In Philips Electronique Grand Publique SA v BSB Ltd, Sir Bingham MR said: "The court's usual role in contractual interpretation is, by resolving ambiguities or reconciling inconsistencies, to attribute the true meaning to the language in which the parties themselves have expressed their contact. The implication of contract terms involves a different and altogether more ambitious undertaking: the interpolation of terms to deal with matters for which, ex hypothesi, the parties themselves have made no provision. It is because the implication of terms is so potentially intrusive that the law imposes strict constraints on the exercise of this extraordinary power".
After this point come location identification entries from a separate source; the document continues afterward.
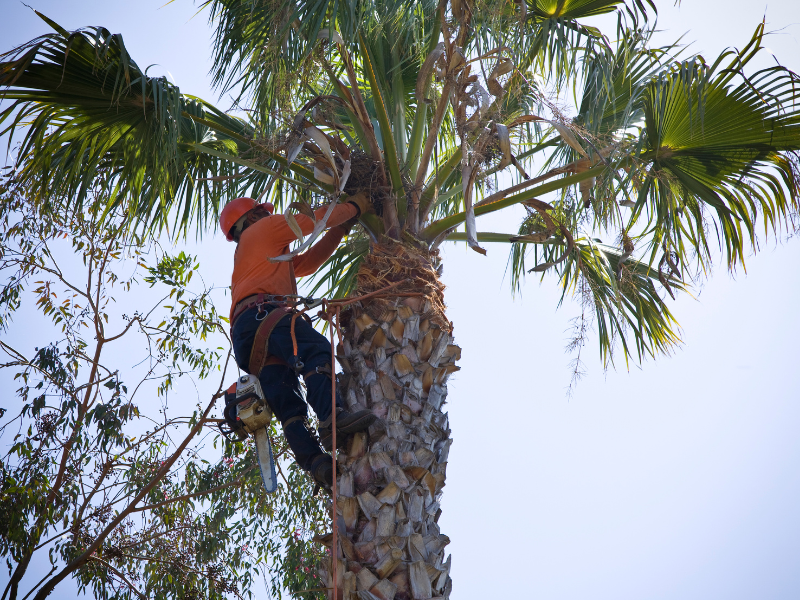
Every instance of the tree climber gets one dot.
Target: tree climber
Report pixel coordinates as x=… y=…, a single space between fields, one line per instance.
x=261 y=324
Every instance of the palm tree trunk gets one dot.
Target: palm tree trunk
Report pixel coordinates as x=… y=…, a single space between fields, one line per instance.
x=396 y=356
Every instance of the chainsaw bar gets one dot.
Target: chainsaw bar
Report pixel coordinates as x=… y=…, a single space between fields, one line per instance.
x=266 y=460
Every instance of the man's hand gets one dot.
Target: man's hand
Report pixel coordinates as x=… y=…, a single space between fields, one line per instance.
x=361 y=201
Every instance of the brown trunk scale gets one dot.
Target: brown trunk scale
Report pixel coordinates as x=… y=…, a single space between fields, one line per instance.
x=396 y=357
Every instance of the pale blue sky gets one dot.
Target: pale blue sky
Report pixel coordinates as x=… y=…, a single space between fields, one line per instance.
x=679 y=479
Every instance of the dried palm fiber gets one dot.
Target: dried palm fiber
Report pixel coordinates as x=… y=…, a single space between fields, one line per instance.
x=389 y=263
x=396 y=355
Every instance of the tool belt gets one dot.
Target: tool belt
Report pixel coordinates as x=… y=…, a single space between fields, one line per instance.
x=259 y=352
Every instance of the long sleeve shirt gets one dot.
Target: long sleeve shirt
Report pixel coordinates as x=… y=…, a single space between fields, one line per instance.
x=269 y=237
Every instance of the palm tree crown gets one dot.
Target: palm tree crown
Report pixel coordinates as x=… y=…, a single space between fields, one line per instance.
x=430 y=108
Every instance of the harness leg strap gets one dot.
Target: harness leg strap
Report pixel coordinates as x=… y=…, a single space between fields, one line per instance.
x=259 y=354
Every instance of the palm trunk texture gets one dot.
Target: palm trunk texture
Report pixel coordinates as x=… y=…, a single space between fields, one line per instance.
x=396 y=356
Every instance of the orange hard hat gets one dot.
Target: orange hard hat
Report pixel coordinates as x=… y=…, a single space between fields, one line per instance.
x=235 y=210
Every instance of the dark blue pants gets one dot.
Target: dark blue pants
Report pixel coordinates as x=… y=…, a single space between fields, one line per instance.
x=281 y=384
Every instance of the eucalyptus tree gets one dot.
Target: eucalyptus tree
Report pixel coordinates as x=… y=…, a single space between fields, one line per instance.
x=439 y=112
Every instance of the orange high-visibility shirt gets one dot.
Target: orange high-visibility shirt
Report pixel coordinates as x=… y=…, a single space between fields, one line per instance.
x=270 y=237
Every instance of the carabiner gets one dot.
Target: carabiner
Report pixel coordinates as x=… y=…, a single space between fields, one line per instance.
x=261 y=314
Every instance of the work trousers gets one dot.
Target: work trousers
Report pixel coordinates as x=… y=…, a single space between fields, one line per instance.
x=281 y=384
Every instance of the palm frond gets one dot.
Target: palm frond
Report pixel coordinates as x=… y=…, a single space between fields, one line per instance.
x=91 y=115
x=717 y=155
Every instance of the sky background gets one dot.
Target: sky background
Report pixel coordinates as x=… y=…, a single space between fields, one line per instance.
x=679 y=478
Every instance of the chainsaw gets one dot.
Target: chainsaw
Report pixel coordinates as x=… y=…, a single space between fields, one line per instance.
x=247 y=406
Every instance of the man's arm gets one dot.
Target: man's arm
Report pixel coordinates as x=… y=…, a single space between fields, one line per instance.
x=311 y=260
x=280 y=235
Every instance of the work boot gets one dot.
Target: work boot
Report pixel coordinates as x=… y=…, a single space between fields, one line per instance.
x=322 y=470
x=347 y=423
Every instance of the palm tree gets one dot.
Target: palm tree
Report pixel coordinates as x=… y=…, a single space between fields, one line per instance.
x=437 y=111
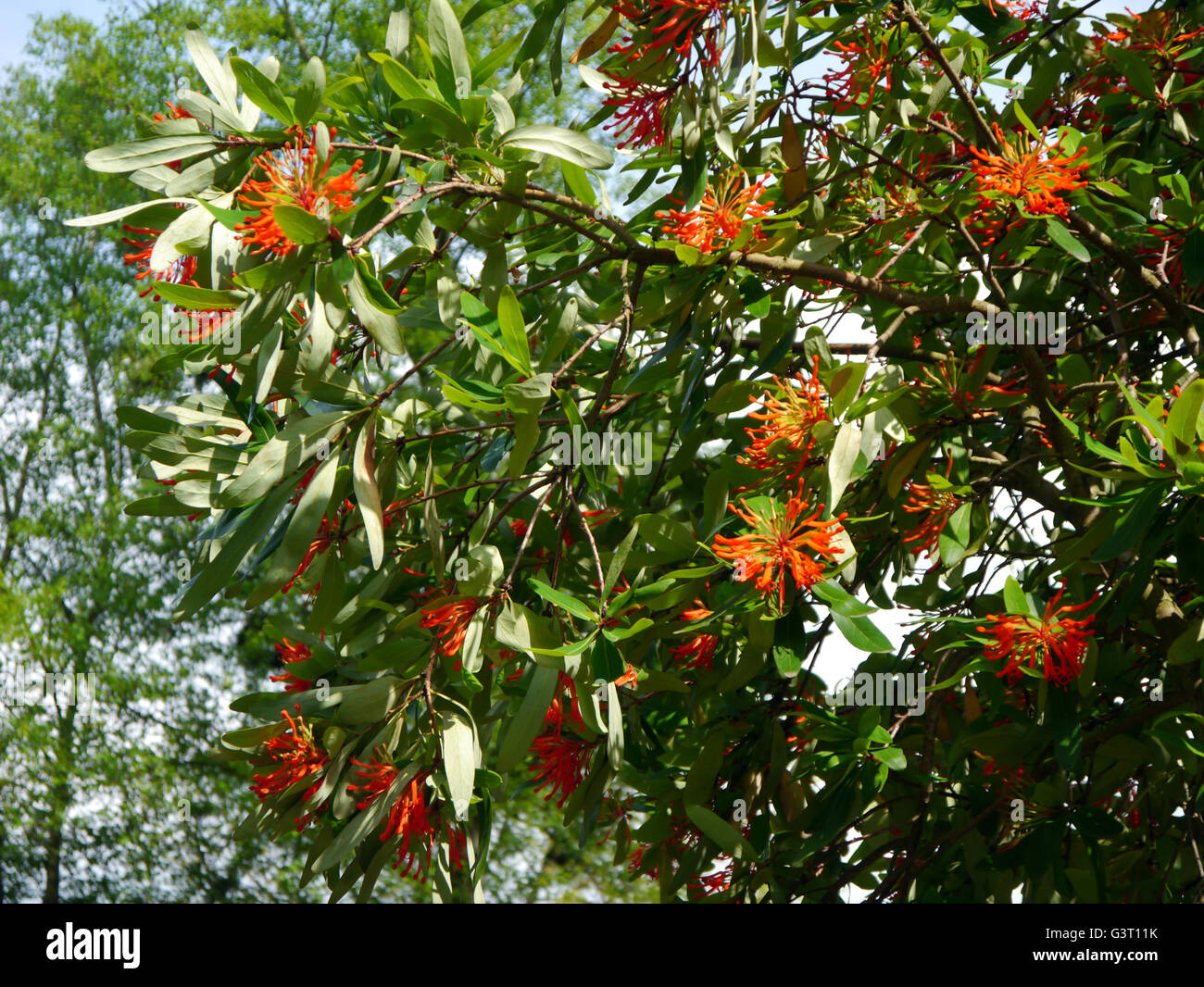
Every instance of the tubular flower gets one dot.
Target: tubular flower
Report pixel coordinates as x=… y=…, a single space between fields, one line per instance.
x=180 y=271
x=453 y=620
x=296 y=757
x=790 y=417
x=564 y=761
x=1035 y=173
x=292 y=653
x=639 y=119
x=627 y=678
x=409 y=818
x=699 y=650
x=937 y=506
x=1059 y=642
x=555 y=714
x=293 y=180
x=673 y=24
x=866 y=64
x=721 y=216
x=782 y=542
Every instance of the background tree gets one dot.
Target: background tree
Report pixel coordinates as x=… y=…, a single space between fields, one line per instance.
x=117 y=799
x=495 y=597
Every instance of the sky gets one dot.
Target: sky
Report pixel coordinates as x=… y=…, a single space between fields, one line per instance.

Even Hooley - who supports Lord Hoffmann's approach in Belize - agrees that it is important, for three reasons, to exercise caution when implying a term into a contract.
First, the courts must not rewrite the parties' bargain. To do otherwise would undermine the principles of freedom of contract and autonomy of the parties. Given the rules which restrict evidence of the parties' intention when negotiating a contract,
it may be doubtful whether the omission was the result of the parties' oversight or of their deliberate decision. Silence is inherently ambiguous. The courts must only intervene where "confident" that an implied term is warranted, and most of the time it is not. The parties must be left at liberty to take their chance. Second, anything less than a stringent approach to the implication of terms would also increase the level of transactional uncertainty. The danger of judicial intervention would be ever present.
Third, the sparing and cautious attitude of the courts to implication gives the parties a real incentive to use express terms. The best way to deal with uncertainty is to remove the reason for having it by introducing a clear and unambiguous express term into the agreement.

The question then is whether an assimilation of implication to interpretation makes it easier, or substantially easier, to imply terms.

On the one hand, some argue that it does not.

First, the assimilation does not do away with the requirement of "necessity" that must be met before a term can be implied.

Hooley notes that Lord Hoffmann went out of his way in Belize to make clear that a court "has no power to improve upon" the contract, nor to "introduce terms to make it fairer or more reasonable". He stressed the use of the word "necessary" was designed to convey that it is not enough for a court to consider that the implied term expressed what it would have been reasonable for the parties to agree to.

It is for this reason that Morgan doubts Davies' fear that Belize has unsettled the law,
giving the courts too much scope to rewrite contracts, arguing that there is little evidence of this happening to date. He observes that, in Mediterranean Salvage &
Towage Ltd v Seamar Trading, the Court of Appeal refused to imply a term into a charterparty requiring the charterers to ensure that the ship would have a safe berth.
Indeed, Lord Clarke MR specifically observed that Lord Hoffmann's assimilation of implication and construction in Belize did not abolish the established test of necessity for a term to be added to the contract: "[Lord Hoffmann was] not in any way resiling from the often stated proposition that it must be necessary to imply the proposed term.
It is never sufficient that it should be reasonable."

Second, as Hooley notes, not only must the term be "necessary" in order to give meaning to the parties' intention; moreover, this must be the only meaning which the agreement can have. Where there are several ways in which the agreement could be performed, the court will not consider it necessary for the contract to be performed in the one way suggested by the implied term.